The first step is to confirm you are a covered employer based on the number of workers you employed last year over at least 20 weeks within 75 miles. Note that if you are a public agency, part of the federal government or a public or private elementary or secondary school, you are a covered employer no matter how few employees you have.
Next, review DOL requirements such as posting the latest FMLA notice. You must display a general notice in the form of a poster available from the DOL even if no employees are currently eligible. If you have any FMLA-eligible employees, you must also provide them a written general notice. This is usually placed in the employee handbook.
Is it up to the employee to ask for FMLA leave coverage?
Employees aren’t required to ask for FMLA by name. It’s enough to tell a supervisor about a need with enough information to make it clear FMLA leave is appropriate. That triggers your responsibility to investigate further and decide whether the employee needs and is eligible for FMLA leave. Not recognizing a request as FMLA covered is one of the most common ways employers violate the FMLA.
You must let the employee know within 5 days whether he’s eligible or not. If he’s not, you must explain why. The DOL has a notice form you can use. There is also extensive information you must provide in writing explaining the employee’s rights and responsibilities during FMLA leave. Again, the DOL has a form you can use.
How do I determine if an employee is eligible for leave?Determining whether the employee is eligible requires you to determine what qualifying reason may apply. That means understanding what a serious health condition is under the FMLA, for example. You will also have to decide whether you will require a medical certification from the employee’s health care provider.
Once the employee is ready to return to work, you must restore her to the same or an equivalent position. If she is not able to return because she cannot perform the essential functions of her job, you should determine if she is disabled under the ADA. She might be entitled to additional leave under that law as a reasonable accommodation.
Is maternity leave the same thing as FMLA?

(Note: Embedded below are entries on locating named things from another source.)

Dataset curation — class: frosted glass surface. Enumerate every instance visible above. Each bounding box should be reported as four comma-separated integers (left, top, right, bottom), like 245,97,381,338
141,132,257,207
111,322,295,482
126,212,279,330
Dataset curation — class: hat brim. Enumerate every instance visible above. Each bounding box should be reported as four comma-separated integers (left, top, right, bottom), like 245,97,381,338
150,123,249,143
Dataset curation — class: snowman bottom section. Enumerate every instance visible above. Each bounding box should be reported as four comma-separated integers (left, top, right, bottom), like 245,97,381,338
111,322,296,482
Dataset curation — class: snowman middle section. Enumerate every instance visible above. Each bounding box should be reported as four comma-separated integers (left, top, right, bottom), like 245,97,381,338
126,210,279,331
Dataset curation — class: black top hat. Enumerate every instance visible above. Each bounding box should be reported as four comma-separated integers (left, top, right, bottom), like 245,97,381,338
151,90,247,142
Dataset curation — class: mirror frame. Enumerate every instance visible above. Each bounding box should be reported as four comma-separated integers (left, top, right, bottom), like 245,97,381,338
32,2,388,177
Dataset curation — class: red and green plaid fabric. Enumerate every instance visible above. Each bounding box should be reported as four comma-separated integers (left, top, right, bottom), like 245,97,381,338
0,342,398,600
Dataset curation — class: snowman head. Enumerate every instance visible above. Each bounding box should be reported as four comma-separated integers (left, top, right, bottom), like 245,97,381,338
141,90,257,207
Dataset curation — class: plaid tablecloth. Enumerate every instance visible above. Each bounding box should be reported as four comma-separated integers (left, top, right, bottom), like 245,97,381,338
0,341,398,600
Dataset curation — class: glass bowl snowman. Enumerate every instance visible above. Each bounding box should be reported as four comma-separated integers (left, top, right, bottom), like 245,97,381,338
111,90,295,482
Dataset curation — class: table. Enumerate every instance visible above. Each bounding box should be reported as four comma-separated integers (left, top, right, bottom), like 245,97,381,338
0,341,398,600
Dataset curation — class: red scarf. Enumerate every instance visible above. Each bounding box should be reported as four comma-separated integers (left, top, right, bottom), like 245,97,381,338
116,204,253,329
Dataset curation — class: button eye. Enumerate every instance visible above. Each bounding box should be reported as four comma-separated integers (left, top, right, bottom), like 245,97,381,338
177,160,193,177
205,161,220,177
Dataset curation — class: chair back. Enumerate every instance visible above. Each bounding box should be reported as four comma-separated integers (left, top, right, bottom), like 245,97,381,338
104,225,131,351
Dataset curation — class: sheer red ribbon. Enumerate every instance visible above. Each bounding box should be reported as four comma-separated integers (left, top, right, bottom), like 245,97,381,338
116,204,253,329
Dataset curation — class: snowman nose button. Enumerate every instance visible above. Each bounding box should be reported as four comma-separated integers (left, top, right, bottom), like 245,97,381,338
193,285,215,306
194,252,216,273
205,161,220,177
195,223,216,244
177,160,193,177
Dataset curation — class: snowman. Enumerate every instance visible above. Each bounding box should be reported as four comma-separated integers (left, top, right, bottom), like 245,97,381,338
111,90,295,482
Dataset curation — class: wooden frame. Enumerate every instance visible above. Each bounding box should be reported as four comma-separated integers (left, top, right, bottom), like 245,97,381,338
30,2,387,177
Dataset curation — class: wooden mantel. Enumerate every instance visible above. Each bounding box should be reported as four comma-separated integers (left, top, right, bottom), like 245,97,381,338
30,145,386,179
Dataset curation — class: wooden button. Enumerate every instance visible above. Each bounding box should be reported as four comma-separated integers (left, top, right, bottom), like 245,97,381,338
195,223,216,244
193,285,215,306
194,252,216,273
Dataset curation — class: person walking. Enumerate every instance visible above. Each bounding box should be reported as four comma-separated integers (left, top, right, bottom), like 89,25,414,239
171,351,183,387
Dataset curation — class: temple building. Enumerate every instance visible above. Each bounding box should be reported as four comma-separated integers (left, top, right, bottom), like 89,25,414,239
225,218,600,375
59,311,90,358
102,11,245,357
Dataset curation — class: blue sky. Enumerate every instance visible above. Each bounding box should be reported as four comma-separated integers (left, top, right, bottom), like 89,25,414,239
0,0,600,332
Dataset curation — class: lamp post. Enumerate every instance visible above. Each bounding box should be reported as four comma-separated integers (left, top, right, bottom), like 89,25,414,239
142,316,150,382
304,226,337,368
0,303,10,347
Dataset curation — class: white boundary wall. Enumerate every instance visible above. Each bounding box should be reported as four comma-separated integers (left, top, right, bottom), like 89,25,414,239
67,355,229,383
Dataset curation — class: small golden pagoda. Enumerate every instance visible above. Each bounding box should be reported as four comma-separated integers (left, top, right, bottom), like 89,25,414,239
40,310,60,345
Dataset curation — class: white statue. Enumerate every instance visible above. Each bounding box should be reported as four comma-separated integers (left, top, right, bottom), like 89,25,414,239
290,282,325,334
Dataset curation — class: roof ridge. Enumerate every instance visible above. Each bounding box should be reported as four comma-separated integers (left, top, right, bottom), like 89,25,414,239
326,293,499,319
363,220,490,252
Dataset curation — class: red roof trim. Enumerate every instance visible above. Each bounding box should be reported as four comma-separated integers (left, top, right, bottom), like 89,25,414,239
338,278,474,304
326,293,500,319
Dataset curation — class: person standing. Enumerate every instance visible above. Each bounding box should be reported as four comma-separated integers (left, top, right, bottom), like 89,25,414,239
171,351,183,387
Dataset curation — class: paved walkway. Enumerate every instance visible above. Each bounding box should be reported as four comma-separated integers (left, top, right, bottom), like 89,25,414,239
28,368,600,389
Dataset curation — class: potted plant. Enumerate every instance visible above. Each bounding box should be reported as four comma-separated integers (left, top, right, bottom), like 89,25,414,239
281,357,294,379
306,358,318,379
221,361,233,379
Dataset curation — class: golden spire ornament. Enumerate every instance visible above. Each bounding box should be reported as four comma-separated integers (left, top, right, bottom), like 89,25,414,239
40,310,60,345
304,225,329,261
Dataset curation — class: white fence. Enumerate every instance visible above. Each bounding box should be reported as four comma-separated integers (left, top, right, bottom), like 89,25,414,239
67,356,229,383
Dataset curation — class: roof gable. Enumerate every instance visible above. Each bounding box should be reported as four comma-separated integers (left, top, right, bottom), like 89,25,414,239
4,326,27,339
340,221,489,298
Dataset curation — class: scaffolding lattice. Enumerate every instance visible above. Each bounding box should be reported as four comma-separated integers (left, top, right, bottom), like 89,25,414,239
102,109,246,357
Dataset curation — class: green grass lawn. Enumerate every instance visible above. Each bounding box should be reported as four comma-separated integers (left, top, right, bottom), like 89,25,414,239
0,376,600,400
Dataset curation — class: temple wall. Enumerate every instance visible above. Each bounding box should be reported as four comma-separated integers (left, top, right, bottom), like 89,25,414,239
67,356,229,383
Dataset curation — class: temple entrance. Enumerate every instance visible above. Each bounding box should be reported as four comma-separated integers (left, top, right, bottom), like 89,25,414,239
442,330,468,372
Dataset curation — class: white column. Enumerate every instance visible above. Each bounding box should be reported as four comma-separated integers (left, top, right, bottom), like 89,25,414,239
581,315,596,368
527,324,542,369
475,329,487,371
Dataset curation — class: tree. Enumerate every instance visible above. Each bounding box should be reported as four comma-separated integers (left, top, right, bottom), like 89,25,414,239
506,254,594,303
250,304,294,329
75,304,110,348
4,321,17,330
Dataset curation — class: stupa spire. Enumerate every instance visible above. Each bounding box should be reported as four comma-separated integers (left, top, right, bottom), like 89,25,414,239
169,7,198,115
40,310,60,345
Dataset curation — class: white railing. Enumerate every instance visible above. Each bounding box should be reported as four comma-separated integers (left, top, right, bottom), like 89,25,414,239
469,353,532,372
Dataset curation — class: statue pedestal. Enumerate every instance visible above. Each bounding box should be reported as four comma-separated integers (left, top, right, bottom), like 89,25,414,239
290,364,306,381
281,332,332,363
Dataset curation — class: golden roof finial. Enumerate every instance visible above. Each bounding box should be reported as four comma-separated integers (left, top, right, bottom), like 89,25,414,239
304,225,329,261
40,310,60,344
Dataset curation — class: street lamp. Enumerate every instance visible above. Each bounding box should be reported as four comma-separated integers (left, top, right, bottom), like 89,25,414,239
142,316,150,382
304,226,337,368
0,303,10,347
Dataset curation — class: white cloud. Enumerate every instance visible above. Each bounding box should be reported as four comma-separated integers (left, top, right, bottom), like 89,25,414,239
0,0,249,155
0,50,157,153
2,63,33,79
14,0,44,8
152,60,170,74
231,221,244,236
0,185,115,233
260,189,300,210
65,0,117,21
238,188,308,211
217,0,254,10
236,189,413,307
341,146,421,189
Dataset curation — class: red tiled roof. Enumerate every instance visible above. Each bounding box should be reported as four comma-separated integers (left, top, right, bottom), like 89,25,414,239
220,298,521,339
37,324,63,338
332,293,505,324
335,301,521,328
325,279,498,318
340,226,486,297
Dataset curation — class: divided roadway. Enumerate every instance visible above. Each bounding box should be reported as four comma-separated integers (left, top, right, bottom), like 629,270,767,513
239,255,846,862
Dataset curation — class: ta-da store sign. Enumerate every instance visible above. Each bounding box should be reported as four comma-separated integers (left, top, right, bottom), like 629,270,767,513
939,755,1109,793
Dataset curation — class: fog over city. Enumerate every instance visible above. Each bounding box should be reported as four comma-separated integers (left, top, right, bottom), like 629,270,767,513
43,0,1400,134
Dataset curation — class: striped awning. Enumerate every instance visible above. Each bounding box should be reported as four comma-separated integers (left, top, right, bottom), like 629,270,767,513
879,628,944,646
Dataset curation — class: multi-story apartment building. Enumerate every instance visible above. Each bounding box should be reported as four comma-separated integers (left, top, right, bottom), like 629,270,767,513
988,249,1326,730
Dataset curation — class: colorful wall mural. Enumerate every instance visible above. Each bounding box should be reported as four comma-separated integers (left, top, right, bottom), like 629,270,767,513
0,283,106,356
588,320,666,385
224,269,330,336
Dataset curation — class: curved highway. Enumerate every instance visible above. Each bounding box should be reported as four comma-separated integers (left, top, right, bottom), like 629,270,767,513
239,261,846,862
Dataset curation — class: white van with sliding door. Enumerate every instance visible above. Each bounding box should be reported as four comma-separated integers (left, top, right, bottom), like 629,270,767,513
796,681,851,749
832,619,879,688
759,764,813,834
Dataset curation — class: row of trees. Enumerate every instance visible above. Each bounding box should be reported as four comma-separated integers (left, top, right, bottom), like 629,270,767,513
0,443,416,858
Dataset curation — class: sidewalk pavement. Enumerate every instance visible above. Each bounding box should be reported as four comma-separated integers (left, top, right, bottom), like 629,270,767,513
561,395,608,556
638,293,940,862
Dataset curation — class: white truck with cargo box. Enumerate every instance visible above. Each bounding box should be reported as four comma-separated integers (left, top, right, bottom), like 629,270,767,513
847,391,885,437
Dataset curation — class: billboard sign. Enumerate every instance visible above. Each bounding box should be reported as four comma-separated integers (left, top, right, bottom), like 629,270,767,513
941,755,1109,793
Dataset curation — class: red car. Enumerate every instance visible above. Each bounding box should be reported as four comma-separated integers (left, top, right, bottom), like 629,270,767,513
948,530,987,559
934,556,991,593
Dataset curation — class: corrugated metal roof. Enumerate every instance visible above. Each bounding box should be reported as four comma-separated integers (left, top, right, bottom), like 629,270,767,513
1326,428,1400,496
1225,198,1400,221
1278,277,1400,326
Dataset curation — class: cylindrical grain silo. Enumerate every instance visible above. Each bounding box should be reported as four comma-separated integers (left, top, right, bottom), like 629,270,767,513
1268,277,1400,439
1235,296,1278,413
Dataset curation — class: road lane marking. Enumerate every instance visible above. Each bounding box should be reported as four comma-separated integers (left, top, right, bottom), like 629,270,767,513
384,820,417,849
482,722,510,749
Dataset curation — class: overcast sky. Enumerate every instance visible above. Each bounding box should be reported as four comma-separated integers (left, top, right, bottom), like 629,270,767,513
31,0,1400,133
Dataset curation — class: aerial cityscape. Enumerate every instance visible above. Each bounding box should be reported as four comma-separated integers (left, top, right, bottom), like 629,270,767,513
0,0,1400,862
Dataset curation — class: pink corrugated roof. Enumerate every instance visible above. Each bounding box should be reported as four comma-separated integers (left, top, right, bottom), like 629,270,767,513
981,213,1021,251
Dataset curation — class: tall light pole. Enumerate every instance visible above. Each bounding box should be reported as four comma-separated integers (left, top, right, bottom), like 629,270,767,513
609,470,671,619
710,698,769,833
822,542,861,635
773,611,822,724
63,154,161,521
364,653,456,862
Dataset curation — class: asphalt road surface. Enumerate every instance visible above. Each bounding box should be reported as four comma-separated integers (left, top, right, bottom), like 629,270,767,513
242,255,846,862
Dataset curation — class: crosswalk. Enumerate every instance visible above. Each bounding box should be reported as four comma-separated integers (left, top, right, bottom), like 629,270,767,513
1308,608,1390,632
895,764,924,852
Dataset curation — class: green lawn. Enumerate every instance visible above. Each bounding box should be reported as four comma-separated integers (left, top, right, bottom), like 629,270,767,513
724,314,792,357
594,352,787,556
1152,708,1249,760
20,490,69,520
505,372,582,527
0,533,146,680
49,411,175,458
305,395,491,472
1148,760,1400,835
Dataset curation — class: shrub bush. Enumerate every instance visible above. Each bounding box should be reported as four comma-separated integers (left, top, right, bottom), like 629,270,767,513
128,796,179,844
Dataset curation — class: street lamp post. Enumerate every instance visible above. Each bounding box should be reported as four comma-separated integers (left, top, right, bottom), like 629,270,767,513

Not necessarily. The FMLA covers many additional circumstances beyond pregnancy, birth and time off to bond. The FMLA allows new mothers (and fathers) protected leave when welcoming a new family member through birth, adoption or fostering. Employers often have existing programs in place that provide for paid time off during the same circumstances. Employers can run their own paid time off concurrently with unpaid FMLA leave.
You should be aware that all new parents eligible for FMLA leave can take that leave whatever their sex. Unless tied to post-birth physical recovery, employers cannot provide more maternity or FMLA leave to women. Recently, men have won large settlements against employers for receiving less time off than women following a child’s birth.
How do you manage intermittent FMLA leave?
Intermittent FMLA leave is not taken in one block, but spread over a longer period. The FMLA provides intermittent leave for chronic conditions that flare up from time to time. For example, a worker who experiences frequent debilitating migraines may need a few hours off several times per week. If his doctor certifies his need for intermittent leave, the certification will outline a frequency estimate.
Because the need is often unpredictable, it is the most difficult type of FMLA leave to manage. The best approach is to carefully review the certification and track absences. You can insist the employee follow call-off rules. You should have clear rules that allow investigation for a pattern of abuse such as Monday and Friday call-offs. Those rules should allow checking up on employees to be sure they are home, or even stay-in-place requirements. Just make sure you apply the rules to everyone, not just those on intermittent FMLA leave.
What FMLA forms do I need to use as an employer?
Fortunately, the DOL provides sample FMLA forms for employers. It has updated FMLA posters, FMLA rights and responsibility statements, FMLA approval or denial forms, sample medical certification forms and others. These are available at the DOL website in both English and Spanish.